我使用的是最新版本的lucene.net索引（lucene.net 3.0.3）

这是我的索引代码。

public void refreshIndexes() 
        {
            // Create Index Writer
            string strIndexDir = @"E:'LuceneTest'index";
            IndexWriter writer = new IndexWriter(Lucene.Net.Store.FSDirectory.Open(new System.IO.DirectoryInfo(strIndexDir)), new StandardAnalyzer(Lucene.Net.Util.Version.LUCENE_29), true, IndexWriter.MaxFieldLength.UNLIMITED);
            // Find all files in root folder create index on them
            List<string> lstFiles = searchFiles(@"E:'LuceneTest'PDFs");
            foreach (string strFile in lstFiles)
            {
                Document doc = new Document();
                string FileName = System.IO.Path.GetFileNameWithoutExtension(strFile);
                string Text = ExtractTextFromPdf(strFile);
                string Path = strFile;
                string ModifiedDate = Convert.ToString(File.GetLastWriteTime(strFile));
                string DocumentType = string.Empty;
                string Vault = string.Empty;
                string headerText = Text.Substring(0, Text.Length < 150 ? Text.Length : 150);
                foreach (var docs in ltDocumentTypes)
                {
                    if (headerText.ToUpper().Contains(docs.searchText.ToUpper()))
                    {
                        DocumentType = docs.DocumentType;
                        Vault = docs.VaultName; ;
                    }
                }
                if (string.IsNullOrEmpty(DocumentType))
                {
                    DocumentType = "Default";
                    Vault = "Default";
                }
                doc.Add(new Field("filename", FileName, Field.Store.YES, Field.Index.ANALYZED));
                doc.Add(new Field("text", Text, Field.Store.YES, Field.Index.ANALYZED));
                doc.Add(new Field("path", Path, Field.Store.YES, Field.Index.NOT_ANALYZED));
                doc.Add(new Field("modifieddate", ModifiedDate, Field.Store.YES, Field.Index.ANALYZED));
                doc.Add(new Field("documenttype", DocumentType, Field.Store.YES, Field.Index.ANALYZED));
                doc.Add(new Field("vault", Vault, Field.Store.YES, Field.Index.ANALYZED));
                writer.AddDocument(doc);
            }
            writer.Optimize();
            writer.Dispose();
        }

如何提高Lucene.net的索引速度

索引部分看起来不错。请注意，IndexWriter是线程安全的，因此如果您在多核计算机上，使用Parallel.Foreach（MaxConcurrent设置为核数。使用此值）可能会有所帮助。

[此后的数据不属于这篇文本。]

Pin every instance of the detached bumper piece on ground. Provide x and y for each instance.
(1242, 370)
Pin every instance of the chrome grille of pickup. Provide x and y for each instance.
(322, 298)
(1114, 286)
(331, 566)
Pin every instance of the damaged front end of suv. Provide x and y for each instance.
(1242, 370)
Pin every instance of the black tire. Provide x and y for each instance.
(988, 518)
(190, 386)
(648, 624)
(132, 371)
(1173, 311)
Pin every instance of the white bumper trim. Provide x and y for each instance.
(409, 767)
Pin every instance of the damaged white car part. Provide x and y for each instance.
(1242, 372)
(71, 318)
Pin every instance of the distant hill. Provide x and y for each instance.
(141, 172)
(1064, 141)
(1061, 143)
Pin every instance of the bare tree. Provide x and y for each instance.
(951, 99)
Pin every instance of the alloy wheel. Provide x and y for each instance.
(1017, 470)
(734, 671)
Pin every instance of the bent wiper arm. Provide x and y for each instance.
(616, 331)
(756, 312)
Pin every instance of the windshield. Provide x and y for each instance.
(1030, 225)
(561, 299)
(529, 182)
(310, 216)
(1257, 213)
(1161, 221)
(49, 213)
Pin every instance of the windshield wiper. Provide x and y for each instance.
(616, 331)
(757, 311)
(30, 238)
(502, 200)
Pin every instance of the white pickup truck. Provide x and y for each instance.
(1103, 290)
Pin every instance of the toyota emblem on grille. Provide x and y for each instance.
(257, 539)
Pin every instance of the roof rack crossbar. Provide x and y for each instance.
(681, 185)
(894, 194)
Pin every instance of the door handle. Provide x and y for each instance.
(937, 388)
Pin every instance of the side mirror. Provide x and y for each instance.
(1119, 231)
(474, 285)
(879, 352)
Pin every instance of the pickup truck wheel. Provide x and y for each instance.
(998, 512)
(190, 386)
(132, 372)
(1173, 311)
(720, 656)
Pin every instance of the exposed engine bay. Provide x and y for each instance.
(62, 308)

但是文档类型检测部分让GC变得疯狂。所有的ToUpper（）都很痛苦。

在lstFiles循环之外。以大写创建ltDocumentTypes.searchText的副本

var upperDocTypes = ltDocumentTypes.Select(x=>x.searchText.ToUpper()).ToList();

在文档类型循环之外创建另一个字符串
```
string headerTestUpper = headerText.ToUpper();
```

当它找到匹配"中断"时。一旦找到匹配项，就会退出循环，并阻止所有后续迭代。当然，这意味着第一场比赛，而你的比赛是最后一场比赛（如果这对你有影响的话）

string headerText = Text.Substring(0, Text.Length < 150 ? Text.Length : 150);
foreach (var searchText in upperDocTypes)
{
    if (headerTextUpper.Contains(searchText))
    {
        DocumentType = docs.DocumentType;
        Vault = docs.VaultName;
        break;
    }
}

根据ltDocumentTypes的大小，这可能不会给您带来太多改进。

我敢打赌，最昂贵的部分是ExtractTextFromPdf。通过探查器运行此操作或使用一些StopWatches进行检测，可以确定成本所在。